From Table 6 we can observe that in single modal data classification methods, the performance of the text classifier is better than that of the image classifier. This is because the visual features of webpage screenshots are more complex than the semantic features of OCR text, and this shows the necessity of extracting textual information from webpage screenshots for identifying gambling websites. The performance of the late fusion of image and text classifiers is better than that of the single modal classifier. The self-attention based feature fusion method performs better than the image classifier but performs worse than the text classifier. This may be due to the fact that the visual and semantic features are quite different and the self-attention does not fuse the two features very well. The ISA method has a higher performance than the I method and the TSA method has a higher performance than the T method and SA method. This indicates that hybrid fusion methods perform better than single modal classification, early fusion, and late fusion methods in identifying gambling websites. The proposed method ITSA performs best among the seven above methods, with accuracy, precision, recall, and F1-score all over 0.99. The test results in Table 6 demonstrate the effectiveness of the proposed method.

5. Conclusions

In this paper, we propose a hybrid multimodal data fusion-based method for identifying gambling websites, which extracts and fuses both visual features and semantic features of webpage screenshots. We make full use of the text information in the images of gambling websites to improve identification accuracy. We experimentally demonstrate that the text information in images has stronger semantics than HTML and is more useful for gambling website identification. In particular, we propose a hybrid multimodal data fusion approach to fuse the visual and semantic features at both the feature level and decision level. The experimental results demonstrate the effectiveness of the proposed method, with all the evaluation metrics achieving satisfactory standards.

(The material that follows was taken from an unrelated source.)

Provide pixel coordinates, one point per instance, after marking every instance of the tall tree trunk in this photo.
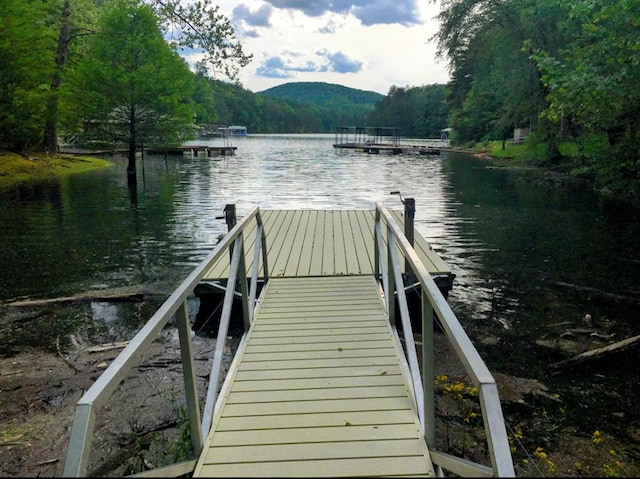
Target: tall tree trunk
(131, 167)
(51, 126)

Despite the effective performance of the proposed method, it still has some limitations that need to be improved in the future. First, the model can be improved by being incorporated with more features. In this paper, we mainly use visual and semantic features of webpage screenshots. In the future, we will explore fusing more features and investigate better multimodal data fusion methods to fuse more modalities of data. Another limitation is that the accuracy of OCR extraction of text will directly affect the accuracy of text classification and multimodal data fusion. If there are some errors in the text information extracted by OCR, the performance of text classification and multimodal classification will suffer. Therefore, we will explore the impact of OCR errors on model performance and how to reduce such errors in future work.